Inside the Department of Defense, climate change is settled science. At least six times in the last two years, senior military leaders have acknowledged as much to lawmakers during oversight hearings. Nonetheless, the Pentagon continues to botch its stated plans to fortify military bases and infrastructure against the looming threat of rising sea levels, drought, wildfires, and other climate-related threats, a report from the independent Government Accountability Office concluded this week.
The report, which was published on Wednesday, found that most installations visited by auditors “did not fully assess the risks associated with extreme weather and climate change effects.” Many of these bases did not substantially incorporate climate projections into their planning, including ones in areas at increased risk for flooding like Joint Base Pearl Harbor-Hickam in Hawaii. The report only found one project, across the 23 Army, Navy, and Air Force bases reviewed in total, that was designed according to projections of some climate change-related threat.
Climate change has become an increasingly visible concern for the Pentagon over the past year of extreme weather. Camp Lejeune, the largest Marine Corp base on the East Coast, and Tyndall Air Force Base in Florida were each devastated by hurricanes. Congress awarded both bases nearly $3 billion in disaster aid last week, but another hurricane season looms without a serious reckoning from the Pentagon as to how to cope with the menace from the storms.
The disconnect between acting Defense Secretary Patrick Shanahan and congressional Democrats, who have repeatedly emphasized this issue in hearings, became obvious in January when the Pentagon neglected to list the installations most vulnerable to climate change, as mandated by Congress. When they submitted a revised report in March, they did not include Tyndall and Camp Lejeune. Rep. Jim Langevin (D-RI), a House Armed Services Committee member, compared the Pentagon’s effort at the time to “a student rushing to finish a term paper” in a statement to Mother Jones. “Given this record, the assurances from the Secretary that he cares about resiliency ring hollow,” he said.
Under President Barack Obama, the Pentagon published a climate change roadmap and issued a department-wide directive to incorporate climate change risks into future planning and construction efforts. Those efforts have continued under President Donald Trump but are no longer a priority and, according to some former officials, even a liability given the commander in chief’s skepticism of global warming. “Tying things to climate change could invite a scrutiny that was undesired,” retired Rear Adm. Jonathan White, who led a Navy task force on climate change, told Mother Jones in December.

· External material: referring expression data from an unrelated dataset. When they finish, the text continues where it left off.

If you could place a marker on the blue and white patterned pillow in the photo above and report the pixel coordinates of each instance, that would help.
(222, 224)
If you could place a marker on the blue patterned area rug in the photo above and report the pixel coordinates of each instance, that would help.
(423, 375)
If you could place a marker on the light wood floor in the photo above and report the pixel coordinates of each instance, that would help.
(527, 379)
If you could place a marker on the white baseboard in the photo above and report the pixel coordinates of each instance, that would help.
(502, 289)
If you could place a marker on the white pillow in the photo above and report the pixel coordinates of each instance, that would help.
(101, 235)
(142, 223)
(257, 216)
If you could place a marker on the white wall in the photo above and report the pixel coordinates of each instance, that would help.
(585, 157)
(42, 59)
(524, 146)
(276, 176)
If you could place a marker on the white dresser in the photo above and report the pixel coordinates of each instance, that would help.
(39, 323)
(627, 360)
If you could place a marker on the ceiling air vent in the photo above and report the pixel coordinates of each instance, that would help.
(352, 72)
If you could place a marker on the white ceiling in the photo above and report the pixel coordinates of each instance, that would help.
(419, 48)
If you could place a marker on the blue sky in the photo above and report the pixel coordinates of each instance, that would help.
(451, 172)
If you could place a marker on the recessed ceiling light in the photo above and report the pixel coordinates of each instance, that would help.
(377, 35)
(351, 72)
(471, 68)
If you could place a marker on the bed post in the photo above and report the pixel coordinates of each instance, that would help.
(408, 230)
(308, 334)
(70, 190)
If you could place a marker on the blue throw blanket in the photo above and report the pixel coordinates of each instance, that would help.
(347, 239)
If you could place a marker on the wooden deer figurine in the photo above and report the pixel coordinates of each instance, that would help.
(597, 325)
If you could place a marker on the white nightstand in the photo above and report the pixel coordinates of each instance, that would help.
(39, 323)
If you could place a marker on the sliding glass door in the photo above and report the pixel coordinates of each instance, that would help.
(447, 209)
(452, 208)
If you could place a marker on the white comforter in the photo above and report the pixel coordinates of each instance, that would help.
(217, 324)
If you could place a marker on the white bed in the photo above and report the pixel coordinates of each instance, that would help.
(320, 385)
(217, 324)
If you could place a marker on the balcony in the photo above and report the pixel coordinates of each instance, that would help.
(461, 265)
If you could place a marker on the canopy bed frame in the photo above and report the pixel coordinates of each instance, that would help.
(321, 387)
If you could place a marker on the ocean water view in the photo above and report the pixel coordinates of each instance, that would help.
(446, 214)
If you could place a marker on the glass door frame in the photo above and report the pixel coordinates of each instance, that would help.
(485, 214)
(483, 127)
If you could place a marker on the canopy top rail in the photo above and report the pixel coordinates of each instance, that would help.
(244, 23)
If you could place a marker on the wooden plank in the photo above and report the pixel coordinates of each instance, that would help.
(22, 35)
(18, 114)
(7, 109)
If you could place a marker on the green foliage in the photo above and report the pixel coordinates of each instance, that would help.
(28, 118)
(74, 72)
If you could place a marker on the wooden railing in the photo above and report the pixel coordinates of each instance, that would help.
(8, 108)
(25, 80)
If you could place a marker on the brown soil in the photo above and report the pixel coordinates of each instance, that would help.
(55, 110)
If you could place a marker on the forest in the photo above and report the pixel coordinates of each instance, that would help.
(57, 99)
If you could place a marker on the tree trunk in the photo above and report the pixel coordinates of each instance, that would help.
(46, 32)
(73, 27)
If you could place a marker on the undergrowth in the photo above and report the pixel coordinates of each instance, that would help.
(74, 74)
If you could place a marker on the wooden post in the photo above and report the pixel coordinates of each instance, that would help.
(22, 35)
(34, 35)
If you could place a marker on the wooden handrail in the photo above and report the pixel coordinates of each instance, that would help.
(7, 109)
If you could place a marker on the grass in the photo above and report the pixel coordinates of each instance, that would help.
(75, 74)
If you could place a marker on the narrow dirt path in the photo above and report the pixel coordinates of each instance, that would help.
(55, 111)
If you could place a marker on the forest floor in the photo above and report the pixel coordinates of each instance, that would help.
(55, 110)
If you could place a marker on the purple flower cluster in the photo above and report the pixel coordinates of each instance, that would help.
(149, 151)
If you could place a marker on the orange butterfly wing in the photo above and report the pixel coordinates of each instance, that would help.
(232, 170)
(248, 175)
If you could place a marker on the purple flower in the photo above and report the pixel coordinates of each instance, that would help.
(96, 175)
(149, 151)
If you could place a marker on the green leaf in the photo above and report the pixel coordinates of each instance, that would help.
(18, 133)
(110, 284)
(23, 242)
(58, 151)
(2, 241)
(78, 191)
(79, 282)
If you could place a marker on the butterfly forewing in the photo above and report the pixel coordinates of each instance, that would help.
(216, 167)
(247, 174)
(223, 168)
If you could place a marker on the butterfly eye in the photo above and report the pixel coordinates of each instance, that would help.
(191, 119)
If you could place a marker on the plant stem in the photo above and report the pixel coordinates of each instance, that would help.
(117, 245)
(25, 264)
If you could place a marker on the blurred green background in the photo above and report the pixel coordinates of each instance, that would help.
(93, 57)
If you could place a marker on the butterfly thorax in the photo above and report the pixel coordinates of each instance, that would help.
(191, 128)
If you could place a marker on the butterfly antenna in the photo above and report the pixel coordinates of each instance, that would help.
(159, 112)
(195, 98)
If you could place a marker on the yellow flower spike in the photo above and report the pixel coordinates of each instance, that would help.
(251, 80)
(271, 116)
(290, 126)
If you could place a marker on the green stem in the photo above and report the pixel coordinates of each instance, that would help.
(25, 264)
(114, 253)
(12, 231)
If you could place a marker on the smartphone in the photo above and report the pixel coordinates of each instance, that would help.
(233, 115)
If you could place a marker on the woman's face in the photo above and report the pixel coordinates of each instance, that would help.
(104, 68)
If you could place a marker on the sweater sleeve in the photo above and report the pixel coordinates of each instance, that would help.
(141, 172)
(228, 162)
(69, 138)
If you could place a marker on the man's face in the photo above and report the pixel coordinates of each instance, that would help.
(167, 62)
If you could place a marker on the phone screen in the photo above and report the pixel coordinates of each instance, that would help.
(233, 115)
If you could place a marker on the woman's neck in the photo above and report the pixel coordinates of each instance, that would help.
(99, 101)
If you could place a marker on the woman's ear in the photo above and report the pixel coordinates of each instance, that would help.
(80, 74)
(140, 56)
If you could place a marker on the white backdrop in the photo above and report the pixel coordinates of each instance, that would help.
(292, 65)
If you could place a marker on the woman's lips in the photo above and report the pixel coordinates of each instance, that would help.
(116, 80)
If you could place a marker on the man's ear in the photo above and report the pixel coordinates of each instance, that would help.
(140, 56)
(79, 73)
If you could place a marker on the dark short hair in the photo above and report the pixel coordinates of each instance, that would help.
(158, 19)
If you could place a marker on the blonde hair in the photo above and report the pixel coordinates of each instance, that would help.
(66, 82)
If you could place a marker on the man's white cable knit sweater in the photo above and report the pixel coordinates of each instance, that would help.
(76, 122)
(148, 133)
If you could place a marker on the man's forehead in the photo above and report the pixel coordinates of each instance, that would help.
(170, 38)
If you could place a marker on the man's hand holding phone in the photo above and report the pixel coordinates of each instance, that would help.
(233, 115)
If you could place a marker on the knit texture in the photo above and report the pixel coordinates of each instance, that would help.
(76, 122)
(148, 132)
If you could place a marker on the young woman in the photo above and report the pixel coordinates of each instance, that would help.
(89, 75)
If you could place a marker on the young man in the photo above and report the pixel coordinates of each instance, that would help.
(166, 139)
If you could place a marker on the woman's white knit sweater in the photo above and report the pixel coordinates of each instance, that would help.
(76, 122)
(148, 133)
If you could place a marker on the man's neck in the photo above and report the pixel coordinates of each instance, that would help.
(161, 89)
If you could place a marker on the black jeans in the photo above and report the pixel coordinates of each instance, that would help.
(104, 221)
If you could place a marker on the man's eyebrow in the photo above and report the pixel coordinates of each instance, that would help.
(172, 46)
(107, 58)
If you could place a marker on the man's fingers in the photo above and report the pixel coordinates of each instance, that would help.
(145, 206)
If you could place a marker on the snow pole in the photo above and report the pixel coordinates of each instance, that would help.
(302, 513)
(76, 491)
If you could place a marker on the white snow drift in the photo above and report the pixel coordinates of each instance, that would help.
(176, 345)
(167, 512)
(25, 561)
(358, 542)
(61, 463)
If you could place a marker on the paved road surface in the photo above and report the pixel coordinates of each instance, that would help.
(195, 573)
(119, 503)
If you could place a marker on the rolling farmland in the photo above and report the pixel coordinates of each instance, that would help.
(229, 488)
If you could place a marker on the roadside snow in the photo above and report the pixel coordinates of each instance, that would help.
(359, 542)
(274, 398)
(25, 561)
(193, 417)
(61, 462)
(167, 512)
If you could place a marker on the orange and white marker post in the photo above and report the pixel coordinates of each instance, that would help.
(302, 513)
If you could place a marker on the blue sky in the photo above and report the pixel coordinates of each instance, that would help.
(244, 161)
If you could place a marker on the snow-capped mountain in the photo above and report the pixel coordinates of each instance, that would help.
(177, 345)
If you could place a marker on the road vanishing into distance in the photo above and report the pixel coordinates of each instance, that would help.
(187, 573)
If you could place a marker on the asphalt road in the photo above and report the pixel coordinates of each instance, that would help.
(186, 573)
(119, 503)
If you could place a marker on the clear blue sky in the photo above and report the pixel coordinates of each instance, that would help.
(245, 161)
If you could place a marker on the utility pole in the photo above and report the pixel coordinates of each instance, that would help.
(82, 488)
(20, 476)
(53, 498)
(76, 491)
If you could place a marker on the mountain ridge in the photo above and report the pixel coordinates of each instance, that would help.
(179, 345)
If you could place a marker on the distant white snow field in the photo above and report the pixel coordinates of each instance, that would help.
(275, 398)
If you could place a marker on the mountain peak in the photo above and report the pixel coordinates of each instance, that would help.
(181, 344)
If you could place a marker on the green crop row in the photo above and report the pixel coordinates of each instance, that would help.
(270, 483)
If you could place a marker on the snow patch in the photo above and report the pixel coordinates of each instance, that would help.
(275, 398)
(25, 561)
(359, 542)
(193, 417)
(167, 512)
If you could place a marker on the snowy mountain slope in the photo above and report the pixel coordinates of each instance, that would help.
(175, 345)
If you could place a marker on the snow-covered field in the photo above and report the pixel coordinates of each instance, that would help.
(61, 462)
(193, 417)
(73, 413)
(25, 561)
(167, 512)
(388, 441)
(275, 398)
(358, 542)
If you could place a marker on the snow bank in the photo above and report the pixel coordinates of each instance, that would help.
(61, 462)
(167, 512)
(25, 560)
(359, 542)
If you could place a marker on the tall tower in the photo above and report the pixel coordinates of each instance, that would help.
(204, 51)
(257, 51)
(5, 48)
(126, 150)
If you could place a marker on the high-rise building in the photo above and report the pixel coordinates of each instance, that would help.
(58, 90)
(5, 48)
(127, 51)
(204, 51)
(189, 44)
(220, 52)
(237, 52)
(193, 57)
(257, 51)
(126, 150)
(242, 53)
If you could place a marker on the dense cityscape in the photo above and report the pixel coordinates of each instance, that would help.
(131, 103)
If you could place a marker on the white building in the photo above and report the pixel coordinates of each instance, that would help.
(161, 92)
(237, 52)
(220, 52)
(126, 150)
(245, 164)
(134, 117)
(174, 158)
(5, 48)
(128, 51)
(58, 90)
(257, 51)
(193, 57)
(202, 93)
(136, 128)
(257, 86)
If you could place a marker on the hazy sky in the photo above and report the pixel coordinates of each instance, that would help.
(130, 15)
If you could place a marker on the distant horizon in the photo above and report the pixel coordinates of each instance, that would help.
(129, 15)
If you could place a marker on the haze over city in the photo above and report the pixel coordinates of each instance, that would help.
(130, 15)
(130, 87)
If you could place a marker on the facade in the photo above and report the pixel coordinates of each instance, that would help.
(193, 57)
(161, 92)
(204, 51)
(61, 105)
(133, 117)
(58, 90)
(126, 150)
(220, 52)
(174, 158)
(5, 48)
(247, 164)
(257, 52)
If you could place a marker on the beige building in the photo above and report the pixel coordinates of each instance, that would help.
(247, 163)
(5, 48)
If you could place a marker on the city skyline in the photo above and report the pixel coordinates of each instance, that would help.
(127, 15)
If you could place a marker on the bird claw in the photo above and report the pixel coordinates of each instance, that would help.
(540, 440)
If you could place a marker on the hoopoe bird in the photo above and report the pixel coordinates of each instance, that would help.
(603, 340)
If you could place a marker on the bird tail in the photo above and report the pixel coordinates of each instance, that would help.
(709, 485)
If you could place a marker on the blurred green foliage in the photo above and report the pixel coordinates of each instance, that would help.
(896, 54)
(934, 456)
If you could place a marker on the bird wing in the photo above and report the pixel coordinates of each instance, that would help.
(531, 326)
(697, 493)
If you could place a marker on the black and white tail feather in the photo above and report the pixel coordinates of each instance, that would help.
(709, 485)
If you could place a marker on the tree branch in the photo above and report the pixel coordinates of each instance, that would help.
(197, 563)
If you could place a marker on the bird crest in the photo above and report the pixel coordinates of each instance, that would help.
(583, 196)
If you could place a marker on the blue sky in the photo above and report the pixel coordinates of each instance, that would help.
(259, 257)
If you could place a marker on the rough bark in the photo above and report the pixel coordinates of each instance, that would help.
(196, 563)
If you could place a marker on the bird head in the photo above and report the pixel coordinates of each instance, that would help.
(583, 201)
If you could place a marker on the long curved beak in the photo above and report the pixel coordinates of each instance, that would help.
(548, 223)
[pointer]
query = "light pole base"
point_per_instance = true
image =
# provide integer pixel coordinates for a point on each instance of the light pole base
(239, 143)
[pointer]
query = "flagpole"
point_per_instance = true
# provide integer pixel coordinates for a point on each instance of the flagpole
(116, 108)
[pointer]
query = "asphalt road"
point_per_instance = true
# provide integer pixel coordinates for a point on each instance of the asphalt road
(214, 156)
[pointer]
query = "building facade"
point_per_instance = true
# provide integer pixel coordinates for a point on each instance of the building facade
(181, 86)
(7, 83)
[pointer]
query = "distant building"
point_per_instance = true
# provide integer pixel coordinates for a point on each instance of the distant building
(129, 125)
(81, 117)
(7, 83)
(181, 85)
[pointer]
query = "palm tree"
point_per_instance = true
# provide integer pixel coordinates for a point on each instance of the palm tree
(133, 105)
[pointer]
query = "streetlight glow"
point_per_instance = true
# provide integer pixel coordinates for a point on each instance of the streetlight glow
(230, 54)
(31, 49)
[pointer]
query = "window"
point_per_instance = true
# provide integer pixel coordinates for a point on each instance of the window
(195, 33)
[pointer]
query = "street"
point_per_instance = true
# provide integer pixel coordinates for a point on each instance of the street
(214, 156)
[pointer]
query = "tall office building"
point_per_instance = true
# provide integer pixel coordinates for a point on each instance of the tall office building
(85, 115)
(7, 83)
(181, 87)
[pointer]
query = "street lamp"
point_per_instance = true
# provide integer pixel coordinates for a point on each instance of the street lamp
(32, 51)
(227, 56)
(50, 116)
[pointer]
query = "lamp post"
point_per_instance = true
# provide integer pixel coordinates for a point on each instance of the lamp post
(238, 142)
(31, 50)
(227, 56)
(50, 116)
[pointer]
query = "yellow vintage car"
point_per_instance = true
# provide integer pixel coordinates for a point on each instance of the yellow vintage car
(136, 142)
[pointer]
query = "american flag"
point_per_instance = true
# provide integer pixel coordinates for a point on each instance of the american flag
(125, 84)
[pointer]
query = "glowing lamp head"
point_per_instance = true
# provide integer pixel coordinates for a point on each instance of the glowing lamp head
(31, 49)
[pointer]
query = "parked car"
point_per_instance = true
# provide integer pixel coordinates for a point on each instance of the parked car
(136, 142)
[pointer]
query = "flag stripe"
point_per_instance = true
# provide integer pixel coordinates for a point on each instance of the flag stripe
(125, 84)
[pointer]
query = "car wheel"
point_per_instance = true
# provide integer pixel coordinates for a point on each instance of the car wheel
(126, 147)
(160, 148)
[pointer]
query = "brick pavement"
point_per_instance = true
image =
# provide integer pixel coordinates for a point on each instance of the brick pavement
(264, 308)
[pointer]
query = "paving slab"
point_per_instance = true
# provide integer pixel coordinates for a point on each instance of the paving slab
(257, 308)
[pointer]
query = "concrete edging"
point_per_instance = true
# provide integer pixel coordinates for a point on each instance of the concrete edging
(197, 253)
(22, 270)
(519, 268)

In other instances, White House officials have censored government employees from linking climate change to national security. Last week, a State Department intelligence agency was blocked from submitting prepared testimony to a House Intelligence Committee hearing on climate change. White House officials marked up the unreleased text, which was based on research from federal science agencies, with comments objecting to its “climate alarm propaganda.” That revelation followed similar stories of Trump administration officials blocking the release of a collective statement at last month’s Arctic Council meeting, which Secretary of State Mike Pompeo attended, over opposition to climate change references in it.
Unless the Pentagon gains some urgency, the drumbeat of criticism from independent watchdogs like GAO will keep coming. Sen. Elizabeth Warren (D-Mass.), who has used her perch on the Senate Armed Services panel to hammer the Pentagon’s efforts to adapt to climate change, has already asked GAO to investigate “the impacts of climate change on defense contractors and the defense supply chain.”